Она спрашивала, достал ли он деньги. Он ответил, что об этом теперь не может быть и речи, что мать его умерла и Мари должна вернуться в Париж, куда он тоже скоро приедет.
В ответ она хмыкнула:
— На какие шиши! Мне даже нечем расплатиться с таксистом.
Морис де Сен-Фиакр занервничал. Пронзительно визгливый голос его любовницы эхом разносился по замку, внося в происходящее скандальную нотку.
Управляющий все еще стоял в коридоре.
— Раз ты остаешься, я тоже никуда не поеду, — заявила Мари Васильефф.
Тогда комиссар распорядился:
— Готье, заплатите шоферу и отошлите машину.
Казалось, весь уклад жизни в замке летит в тартарары.
Но не только уклад жизни материальной — с этим еще можно было бы как-то справиться. Рушился духовный уклад. И этот развал казался особенно заразительным.
Даже Готье выглядел растерянным и сбитым с толку.
— Все же нам нужно поговорить, комиссар, — наконец выдавил граф.
— Не теперь.
И Мегрэ указал ему на нарядную женщину, расхаживавшую по гостиной и библиотеке с таким видом, словно она делала опись имущества.
— Кто изображен на этом дурацком портрете, Морис? — смеясь, воскликнула она.

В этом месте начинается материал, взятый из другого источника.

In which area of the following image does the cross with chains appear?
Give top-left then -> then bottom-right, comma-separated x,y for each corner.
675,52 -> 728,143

На лестнице послышались шаги. Мегрэ увидел одетого в широченное пальто Жана Метейе, который спускался вниз с дорожной сумкой в руках. Похоже, Метейе не сомневался, что его отпустят восвояси: он даже приостановился у дверей библиотеки, словно чего-то выжидая.
— Куда вы направляетесь?
— В местную гостиницу. Мне кажется, так будет приличнее.
Стремясь избавиться от присутствия любовницы, Морис де Сен-Фиакр повел ее в правое крыло замка. Молодые люди по-прежнему переговаривались по-английски, явно что-то обсуждая.

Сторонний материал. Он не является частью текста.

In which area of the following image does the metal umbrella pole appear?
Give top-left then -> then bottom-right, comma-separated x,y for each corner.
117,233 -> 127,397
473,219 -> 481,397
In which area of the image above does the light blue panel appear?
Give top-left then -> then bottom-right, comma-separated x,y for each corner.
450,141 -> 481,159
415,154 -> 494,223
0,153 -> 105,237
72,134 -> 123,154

— Неужели действительно невозможно занять сорок тысяч франков под залог замка? — спросил Мегрэ управляющего.
— Не так-то это просто.
— Ну что же, завтра прямо с утра займитесь этим делом и постарайтесь сделать невозможное.
Мегрэ намеревался задержаться в библиотеке, но в последний момент решил подняться на второй этаж, где его ожидал сюрприз. Пока внизу люди предавались бесцельной суете, наверху, в спальне графини де Сен-Фиакр, воцарился идеальный порядок.
Врач и помогавшая ему горничная обмыли, переодели и причесали покойницу.
Не осталось и следа от царившей здесь утром атмосферы запустения и развала. Даже покойница выглядела совсем иначе: строго и торжественно возлежала она в белой ночной рубашке на своей постели с балдахином, скрещенными руками прижимая к груди распятие.
В спальне горели свечи, в сосуд со святой водой была опущена веточка самшита.
Бушардон вопросительно поглядел на вошедшего комиссара, словно спрашивая: «Ну как? Славно мы поработали?»